As you answer these questions, constantly look back to the little bit of data you've collected so far and the interests you talked about in Check-in 2. Spell your thinking out: What do you believe, why do you believe it, check your gut and wriiiiite. Don't assume I am familiar with your topic or have a clear idea for you. If you don't say it, you don't say it.
Once you're done collecting your data and your thoughts, post them to the discussion board for this Check-in. In the next Check-in you'll comment on each others' plans.
Example
This is an example of me thinking through the Bronte sister example:
- I am looking at the books written by the Bronte sisters. These were published during the Victorian era, and there are entire journals of scholarly work from people researching and interpreting works from this time period. Each sister is known to have had their own writing style, some focusing more on poetry and some more on novels. All three grew up in a home with several siblings, but only the three of them lived past childhood, due to widespread illness, so death, loss, and domestic life (literally, life lived inside the home) are recurring themes for all three. To download these books, I am pulling them from Project Gutenburg, which makes books available in an ASCII format. Paragraphs are separated by a double newline character, and chapters are labeled with a "CHAPTER I" or similar heading. These ASCII files begin and end with long copyright statements that are not about the book itself. There is also a table of contents before the start of the text. So, before scraping these files, I will manually remove the copyright statements and the tables of content.
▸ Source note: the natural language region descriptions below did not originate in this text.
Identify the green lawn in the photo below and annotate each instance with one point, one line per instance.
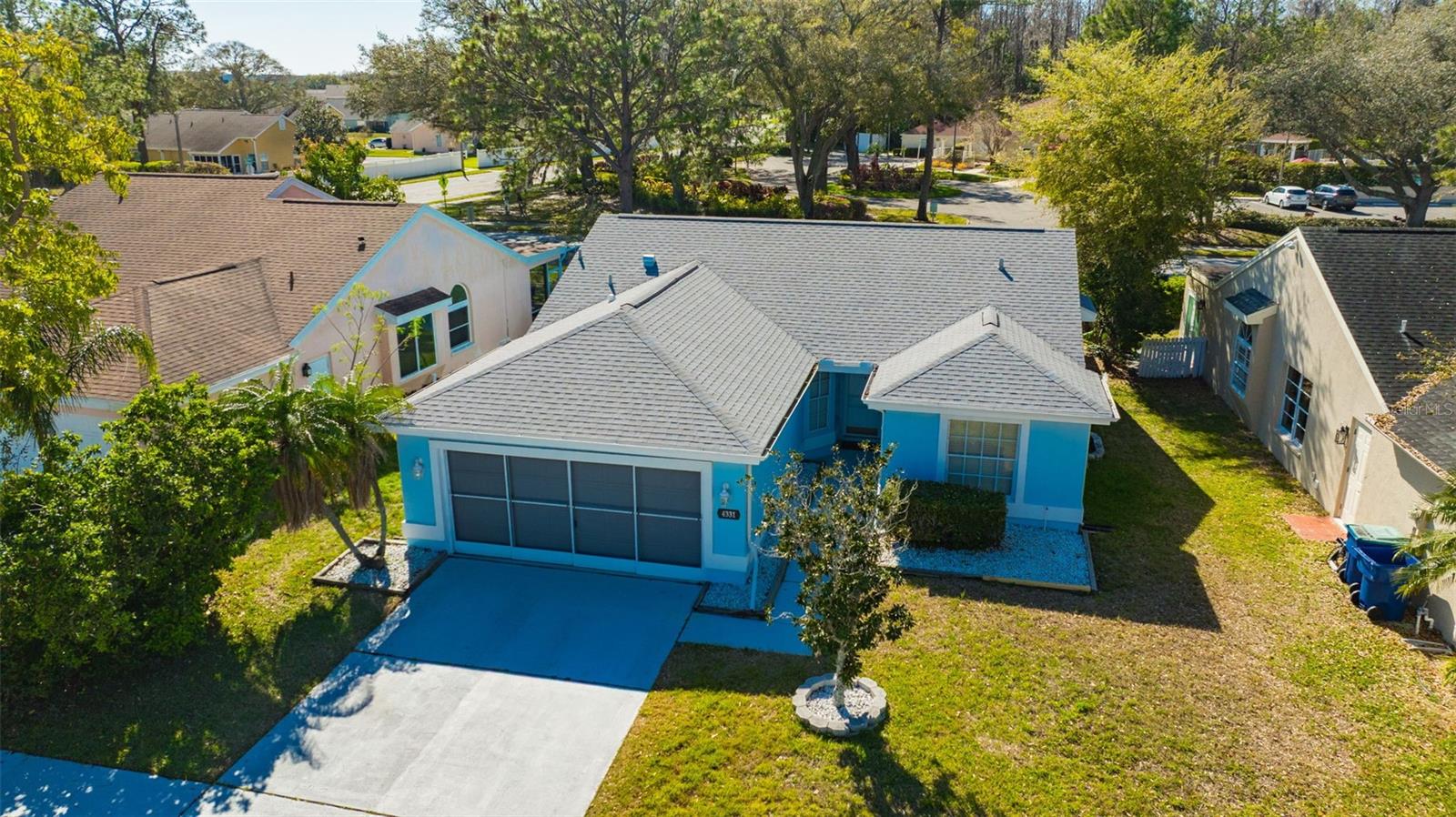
(276, 637)
(1219, 671)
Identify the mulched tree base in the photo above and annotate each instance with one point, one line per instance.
(405, 567)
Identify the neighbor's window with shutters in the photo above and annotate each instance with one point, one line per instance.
(417, 346)
(459, 318)
(1242, 354)
(983, 455)
(819, 402)
(1295, 412)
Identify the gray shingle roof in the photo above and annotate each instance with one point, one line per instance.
(849, 291)
(989, 361)
(1429, 424)
(679, 363)
(1380, 277)
(713, 356)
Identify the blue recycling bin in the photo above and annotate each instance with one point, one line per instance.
(1376, 574)
(1380, 540)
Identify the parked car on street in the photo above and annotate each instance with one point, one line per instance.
(1334, 197)
(1288, 197)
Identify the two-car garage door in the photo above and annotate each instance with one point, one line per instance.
(586, 509)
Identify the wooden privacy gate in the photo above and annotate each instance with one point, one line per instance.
(1171, 357)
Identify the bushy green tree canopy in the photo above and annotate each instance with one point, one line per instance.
(339, 169)
(1127, 152)
(50, 273)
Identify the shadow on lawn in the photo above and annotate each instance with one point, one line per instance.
(196, 714)
(888, 788)
(1143, 570)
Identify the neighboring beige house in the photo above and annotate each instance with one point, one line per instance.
(948, 136)
(337, 98)
(1312, 342)
(238, 140)
(233, 274)
(412, 135)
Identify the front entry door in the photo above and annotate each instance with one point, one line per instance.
(1354, 478)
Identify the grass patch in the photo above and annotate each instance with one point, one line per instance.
(906, 215)
(274, 637)
(1219, 671)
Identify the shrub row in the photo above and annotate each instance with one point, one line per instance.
(958, 518)
(1259, 174)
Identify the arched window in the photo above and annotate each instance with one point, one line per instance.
(459, 319)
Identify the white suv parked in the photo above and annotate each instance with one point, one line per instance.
(1288, 197)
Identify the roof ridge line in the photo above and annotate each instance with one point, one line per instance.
(728, 421)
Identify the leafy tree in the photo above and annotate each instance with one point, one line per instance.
(149, 36)
(1128, 155)
(945, 73)
(359, 408)
(339, 169)
(50, 273)
(102, 554)
(837, 525)
(603, 75)
(325, 440)
(1378, 95)
(813, 57)
(1161, 25)
(237, 76)
(408, 76)
(318, 123)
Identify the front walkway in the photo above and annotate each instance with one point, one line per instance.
(494, 689)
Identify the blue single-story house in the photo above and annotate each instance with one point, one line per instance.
(679, 356)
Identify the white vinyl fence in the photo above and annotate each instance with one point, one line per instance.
(412, 167)
(1171, 357)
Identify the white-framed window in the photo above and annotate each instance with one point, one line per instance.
(983, 455)
(459, 318)
(1295, 414)
(819, 402)
(417, 346)
(1242, 357)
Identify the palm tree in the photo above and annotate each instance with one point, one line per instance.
(310, 446)
(28, 405)
(1436, 550)
(357, 409)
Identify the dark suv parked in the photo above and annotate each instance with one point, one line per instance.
(1334, 197)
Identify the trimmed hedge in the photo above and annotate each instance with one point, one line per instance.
(957, 518)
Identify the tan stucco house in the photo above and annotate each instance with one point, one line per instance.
(238, 140)
(412, 135)
(233, 274)
(1314, 344)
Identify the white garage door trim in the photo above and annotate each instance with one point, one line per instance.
(440, 452)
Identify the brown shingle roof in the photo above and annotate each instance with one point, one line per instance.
(206, 131)
(218, 274)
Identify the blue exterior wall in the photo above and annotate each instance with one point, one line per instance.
(419, 494)
(916, 438)
(732, 536)
(1056, 463)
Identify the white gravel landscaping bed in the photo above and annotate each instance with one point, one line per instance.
(721, 596)
(404, 569)
(1028, 555)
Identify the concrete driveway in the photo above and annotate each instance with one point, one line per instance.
(494, 689)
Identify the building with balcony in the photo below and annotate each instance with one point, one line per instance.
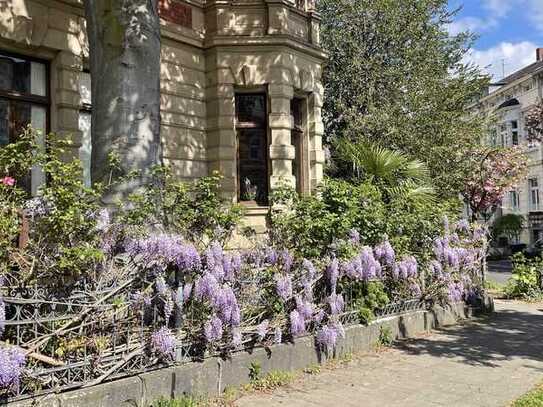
(241, 88)
(508, 102)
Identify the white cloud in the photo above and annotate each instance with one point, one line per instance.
(514, 55)
(496, 11)
(535, 11)
(472, 24)
(499, 8)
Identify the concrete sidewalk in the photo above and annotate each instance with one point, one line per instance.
(485, 363)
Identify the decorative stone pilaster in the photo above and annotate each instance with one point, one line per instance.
(66, 69)
(282, 152)
(316, 131)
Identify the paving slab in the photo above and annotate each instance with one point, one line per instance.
(487, 362)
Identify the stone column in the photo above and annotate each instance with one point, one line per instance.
(316, 131)
(282, 152)
(65, 98)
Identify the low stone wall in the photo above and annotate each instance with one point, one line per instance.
(213, 375)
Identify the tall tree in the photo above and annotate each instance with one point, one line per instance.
(124, 39)
(490, 174)
(395, 76)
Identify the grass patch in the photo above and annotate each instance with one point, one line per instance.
(185, 401)
(271, 381)
(531, 399)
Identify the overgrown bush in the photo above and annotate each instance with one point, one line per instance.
(526, 279)
(312, 224)
(330, 259)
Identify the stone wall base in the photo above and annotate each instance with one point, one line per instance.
(213, 375)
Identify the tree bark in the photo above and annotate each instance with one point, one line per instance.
(124, 40)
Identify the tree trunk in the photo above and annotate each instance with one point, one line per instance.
(124, 39)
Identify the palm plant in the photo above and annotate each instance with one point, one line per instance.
(397, 175)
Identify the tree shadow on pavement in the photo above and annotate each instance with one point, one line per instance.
(506, 335)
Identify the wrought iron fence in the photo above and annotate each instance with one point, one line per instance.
(112, 345)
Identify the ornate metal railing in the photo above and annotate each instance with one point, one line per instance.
(112, 344)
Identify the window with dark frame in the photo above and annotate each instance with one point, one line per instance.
(252, 159)
(24, 100)
(297, 140)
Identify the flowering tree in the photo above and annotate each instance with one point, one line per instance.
(534, 123)
(492, 172)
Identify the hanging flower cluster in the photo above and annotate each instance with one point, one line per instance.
(12, 361)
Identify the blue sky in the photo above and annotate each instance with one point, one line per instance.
(509, 32)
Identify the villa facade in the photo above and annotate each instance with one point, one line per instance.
(508, 102)
(241, 88)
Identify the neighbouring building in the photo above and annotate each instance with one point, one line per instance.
(241, 88)
(509, 101)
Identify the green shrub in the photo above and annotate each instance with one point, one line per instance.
(312, 225)
(526, 278)
(371, 296)
(193, 210)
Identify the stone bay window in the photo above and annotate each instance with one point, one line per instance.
(241, 89)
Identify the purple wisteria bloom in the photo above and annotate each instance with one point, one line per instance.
(287, 260)
(213, 329)
(304, 308)
(206, 287)
(270, 256)
(415, 290)
(332, 272)
(226, 306)
(436, 269)
(262, 329)
(163, 342)
(385, 254)
(187, 290)
(2, 316)
(455, 291)
(213, 259)
(12, 361)
(283, 287)
(309, 267)
(237, 340)
(337, 303)
(188, 258)
(370, 268)
(319, 316)
(327, 337)
(277, 335)
(462, 225)
(450, 256)
(407, 268)
(160, 285)
(354, 236)
(297, 324)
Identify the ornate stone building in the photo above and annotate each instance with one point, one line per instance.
(507, 103)
(241, 88)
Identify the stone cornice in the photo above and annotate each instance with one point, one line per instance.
(268, 40)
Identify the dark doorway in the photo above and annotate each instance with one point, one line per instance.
(252, 148)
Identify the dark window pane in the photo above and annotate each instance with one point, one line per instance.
(14, 117)
(296, 112)
(14, 74)
(253, 169)
(251, 109)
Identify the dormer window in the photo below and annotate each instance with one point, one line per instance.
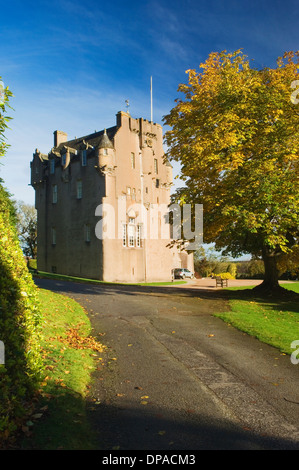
(84, 157)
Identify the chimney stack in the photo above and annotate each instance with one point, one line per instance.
(59, 138)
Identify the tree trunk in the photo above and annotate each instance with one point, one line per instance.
(270, 282)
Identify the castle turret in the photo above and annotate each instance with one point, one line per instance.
(106, 154)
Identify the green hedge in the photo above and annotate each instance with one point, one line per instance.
(20, 322)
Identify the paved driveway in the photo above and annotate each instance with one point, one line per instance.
(178, 378)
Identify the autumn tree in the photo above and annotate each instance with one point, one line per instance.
(27, 227)
(236, 135)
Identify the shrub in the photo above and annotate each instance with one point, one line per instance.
(20, 321)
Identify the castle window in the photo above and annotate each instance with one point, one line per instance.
(79, 189)
(54, 194)
(87, 233)
(132, 160)
(124, 235)
(138, 235)
(53, 235)
(52, 166)
(84, 158)
(131, 233)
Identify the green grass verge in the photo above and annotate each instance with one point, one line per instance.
(70, 356)
(273, 321)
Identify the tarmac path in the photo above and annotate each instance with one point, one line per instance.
(178, 378)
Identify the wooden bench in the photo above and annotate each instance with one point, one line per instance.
(221, 282)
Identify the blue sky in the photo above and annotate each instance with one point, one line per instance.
(71, 65)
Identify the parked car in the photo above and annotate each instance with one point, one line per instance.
(182, 273)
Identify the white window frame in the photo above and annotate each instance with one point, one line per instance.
(79, 189)
(54, 194)
(87, 233)
(124, 235)
(131, 233)
(53, 235)
(133, 160)
(84, 157)
(52, 166)
(138, 235)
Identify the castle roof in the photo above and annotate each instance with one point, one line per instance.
(101, 139)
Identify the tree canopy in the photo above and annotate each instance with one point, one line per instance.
(236, 135)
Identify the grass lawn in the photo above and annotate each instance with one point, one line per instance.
(273, 321)
(70, 355)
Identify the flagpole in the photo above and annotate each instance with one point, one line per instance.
(151, 99)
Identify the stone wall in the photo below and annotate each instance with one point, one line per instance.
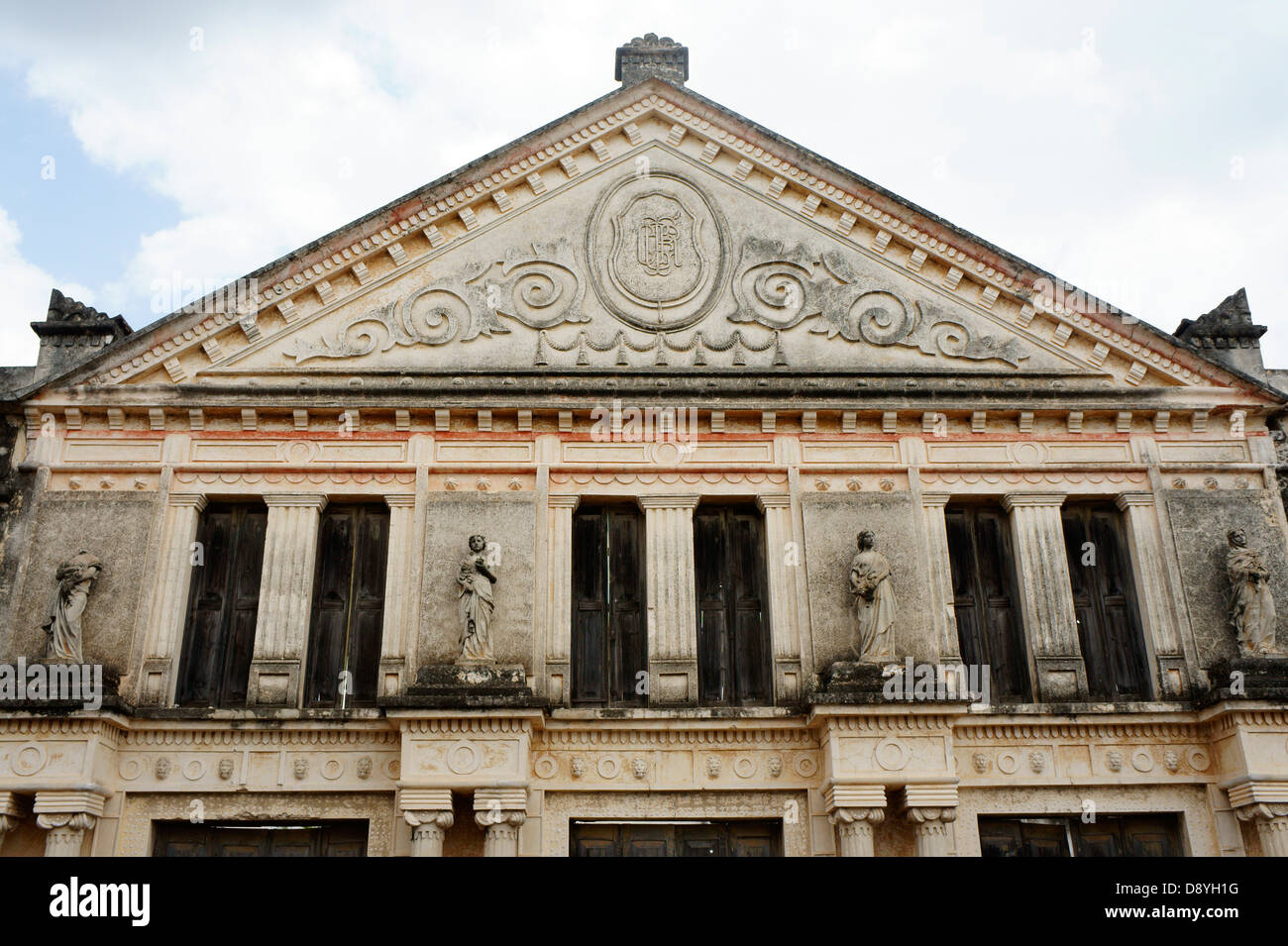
(116, 528)
(507, 520)
(1199, 524)
(832, 523)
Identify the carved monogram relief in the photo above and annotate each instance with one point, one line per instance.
(658, 258)
(656, 246)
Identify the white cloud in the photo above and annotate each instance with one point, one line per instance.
(26, 296)
(1030, 128)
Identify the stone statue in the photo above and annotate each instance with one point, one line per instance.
(874, 601)
(62, 624)
(476, 602)
(1252, 606)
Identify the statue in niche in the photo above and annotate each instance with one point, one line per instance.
(1252, 606)
(476, 604)
(62, 624)
(874, 601)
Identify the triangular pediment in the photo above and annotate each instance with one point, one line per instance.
(653, 228)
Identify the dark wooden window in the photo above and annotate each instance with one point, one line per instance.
(1104, 598)
(269, 839)
(677, 839)
(348, 605)
(990, 628)
(1109, 835)
(609, 631)
(223, 602)
(734, 658)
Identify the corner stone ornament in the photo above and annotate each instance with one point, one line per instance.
(62, 623)
(1252, 606)
(476, 604)
(874, 601)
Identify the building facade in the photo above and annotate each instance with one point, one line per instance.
(648, 486)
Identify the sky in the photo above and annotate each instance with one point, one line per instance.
(1138, 151)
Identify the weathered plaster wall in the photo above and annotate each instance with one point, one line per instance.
(1199, 524)
(832, 523)
(115, 528)
(509, 520)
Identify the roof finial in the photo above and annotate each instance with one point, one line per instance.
(648, 55)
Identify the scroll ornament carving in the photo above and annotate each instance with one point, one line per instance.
(781, 288)
(1252, 606)
(874, 601)
(62, 623)
(537, 288)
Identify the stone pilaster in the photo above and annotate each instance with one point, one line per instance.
(939, 572)
(559, 596)
(429, 812)
(931, 808)
(400, 592)
(1046, 594)
(11, 812)
(1271, 821)
(673, 607)
(782, 560)
(284, 597)
(855, 809)
(67, 816)
(170, 597)
(1265, 803)
(1155, 601)
(501, 813)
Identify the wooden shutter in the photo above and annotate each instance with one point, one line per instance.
(223, 602)
(1109, 630)
(589, 607)
(711, 575)
(627, 627)
(734, 657)
(348, 604)
(990, 630)
(609, 632)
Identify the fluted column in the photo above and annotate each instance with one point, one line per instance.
(400, 592)
(782, 560)
(559, 596)
(284, 597)
(9, 815)
(1151, 591)
(939, 571)
(931, 809)
(673, 606)
(67, 816)
(429, 812)
(1046, 594)
(170, 594)
(1271, 821)
(855, 809)
(501, 813)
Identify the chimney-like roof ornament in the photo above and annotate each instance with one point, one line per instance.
(647, 56)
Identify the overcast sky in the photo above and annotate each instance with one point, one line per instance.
(1137, 151)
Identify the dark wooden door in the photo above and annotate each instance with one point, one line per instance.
(609, 632)
(325, 839)
(677, 839)
(990, 630)
(734, 658)
(1104, 598)
(223, 604)
(348, 605)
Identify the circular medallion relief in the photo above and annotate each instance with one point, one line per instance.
(656, 246)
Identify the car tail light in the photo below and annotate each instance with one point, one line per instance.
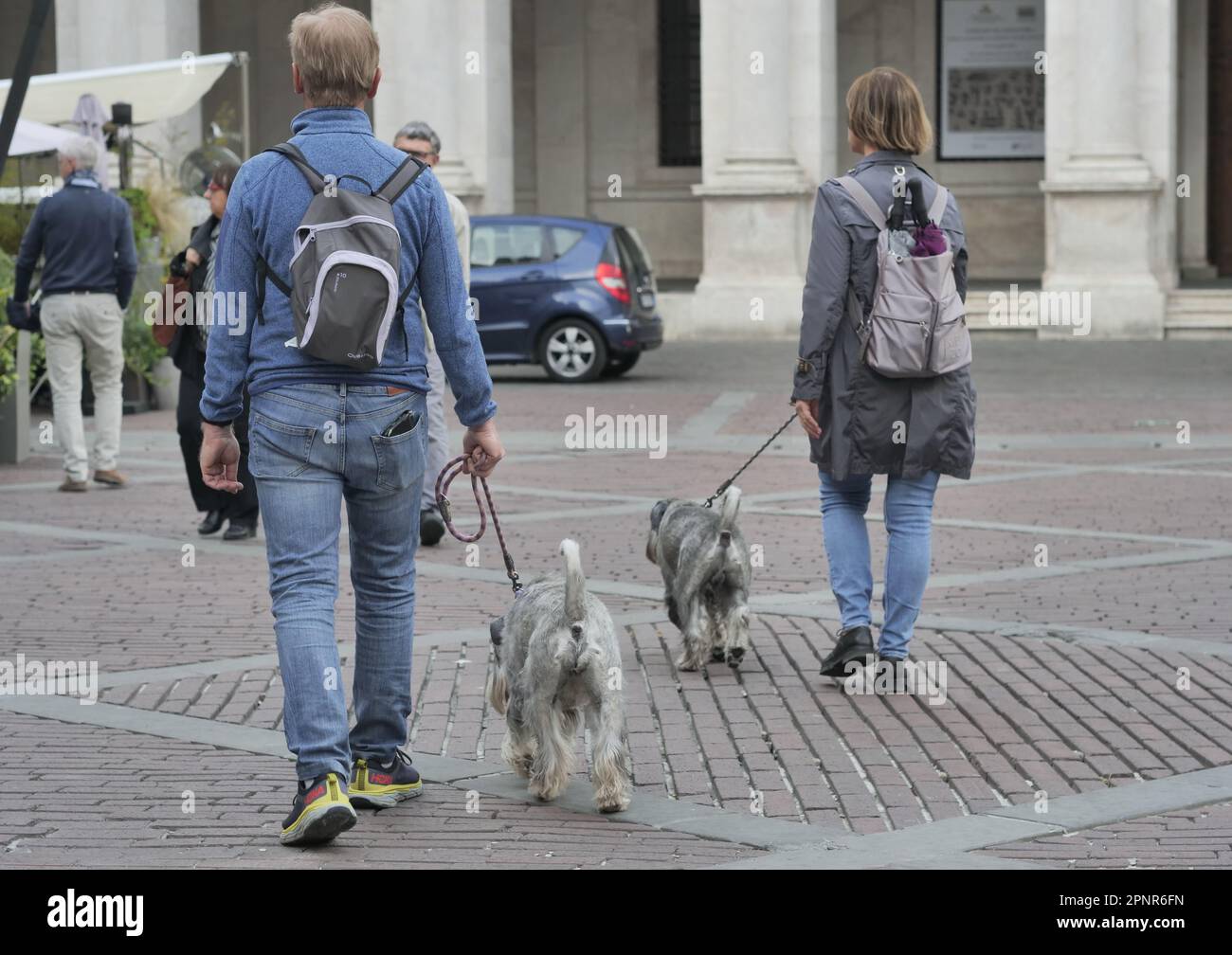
(612, 279)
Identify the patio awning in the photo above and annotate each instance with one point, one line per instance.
(31, 137)
(156, 90)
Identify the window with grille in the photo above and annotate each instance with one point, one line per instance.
(679, 82)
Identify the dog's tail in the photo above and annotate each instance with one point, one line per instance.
(574, 586)
(727, 515)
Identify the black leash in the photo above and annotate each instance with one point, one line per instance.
(726, 484)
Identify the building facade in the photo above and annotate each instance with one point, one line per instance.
(707, 126)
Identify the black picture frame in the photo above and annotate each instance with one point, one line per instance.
(939, 72)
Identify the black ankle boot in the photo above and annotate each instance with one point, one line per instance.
(210, 524)
(854, 644)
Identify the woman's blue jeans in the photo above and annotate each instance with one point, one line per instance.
(908, 513)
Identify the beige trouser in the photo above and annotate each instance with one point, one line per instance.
(94, 323)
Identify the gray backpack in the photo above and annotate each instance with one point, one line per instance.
(916, 327)
(344, 267)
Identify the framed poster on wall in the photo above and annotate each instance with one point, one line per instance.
(989, 85)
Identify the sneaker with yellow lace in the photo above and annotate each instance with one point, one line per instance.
(319, 812)
(376, 785)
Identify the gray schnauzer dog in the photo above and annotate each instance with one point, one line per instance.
(706, 576)
(557, 657)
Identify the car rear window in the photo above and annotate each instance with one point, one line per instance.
(633, 253)
(505, 243)
(565, 238)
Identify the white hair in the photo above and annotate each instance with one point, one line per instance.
(82, 150)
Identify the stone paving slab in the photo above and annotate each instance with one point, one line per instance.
(1195, 838)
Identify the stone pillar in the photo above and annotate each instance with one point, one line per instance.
(1110, 98)
(1193, 159)
(762, 105)
(561, 107)
(448, 64)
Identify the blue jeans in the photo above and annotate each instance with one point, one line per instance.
(315, 446)
(910, 525)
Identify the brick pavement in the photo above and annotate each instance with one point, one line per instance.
(1107, 668)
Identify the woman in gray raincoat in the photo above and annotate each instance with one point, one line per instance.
(861, 423)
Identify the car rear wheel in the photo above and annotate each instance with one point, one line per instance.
(573, 351)
(619, 366)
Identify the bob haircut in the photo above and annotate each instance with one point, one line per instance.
(886, 111)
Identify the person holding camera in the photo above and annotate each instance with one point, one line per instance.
(195, 270)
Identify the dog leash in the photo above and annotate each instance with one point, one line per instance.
(726, 484)
(443, 484)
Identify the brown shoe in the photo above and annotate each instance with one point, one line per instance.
(111, 478)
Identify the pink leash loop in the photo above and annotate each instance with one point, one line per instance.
(444, 479)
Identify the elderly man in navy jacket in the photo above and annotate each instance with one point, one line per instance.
(85, 236)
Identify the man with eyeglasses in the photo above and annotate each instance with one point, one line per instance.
(420, 140)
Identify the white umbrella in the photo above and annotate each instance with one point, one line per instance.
(31, 137)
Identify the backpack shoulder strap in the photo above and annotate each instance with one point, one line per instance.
(862, 200)
(291, 152)
(401, 180)
(937, 208)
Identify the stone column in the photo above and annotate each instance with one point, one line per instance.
(448, 64)
(1110, 94)
(756, 189)
(561, 107)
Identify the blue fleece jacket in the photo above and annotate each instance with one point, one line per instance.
(85, 236)
(266, 202)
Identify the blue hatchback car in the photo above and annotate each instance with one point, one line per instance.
(575, 296)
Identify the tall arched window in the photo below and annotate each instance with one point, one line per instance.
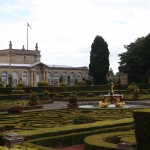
(56, 78)
(25, 78)
(37, 78)
(49, 78)
(64, 78)
(79, 76)
(4, 78)
(14, 79)
(72, 79)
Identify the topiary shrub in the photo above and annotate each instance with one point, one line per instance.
(81, 82)
(21, 85)
(136, 93)
(63, 84)
(42, 83)
(83, 119)
(15, 110)
(58, 96)
(18, 91)
(33, 97)
(46, 95)
(73, 101)
(90, 95)
(132, 87)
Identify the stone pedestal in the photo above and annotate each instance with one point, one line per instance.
(12, 139)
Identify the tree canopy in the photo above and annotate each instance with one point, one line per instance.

- I want to identify scenes where characters are drinking, making, or talking about tea. It is known that domestic life is an important theme in the Bronte novels, and that tea was an important ritual in domestical life across authors during that time period.
- My code will identify as a "tea scene" any paragraph that contains the regex pattern "\Wtea\W", ignoring case. It will add the three paragraphs before and the three paragraphs after that central paragraph to the "tea scene," so long as those paragraphs are in the same chapter. And any scenes that overlap this way will be combined. I will continue to revise this logic, adding other possible keywords, such as "\Wcup\W". In this way, I plan to use Python to produce a CSV file with the following columns: Paragraph (string); Author (string); Book (string); Chapter (number); Tea (boolean, 1 or 0).
Submission
Post your answers/materials for the check-in above to Blackboard to the discussion board for this assignment.
Grading
This check-in is worth 2/100 towards your final grade.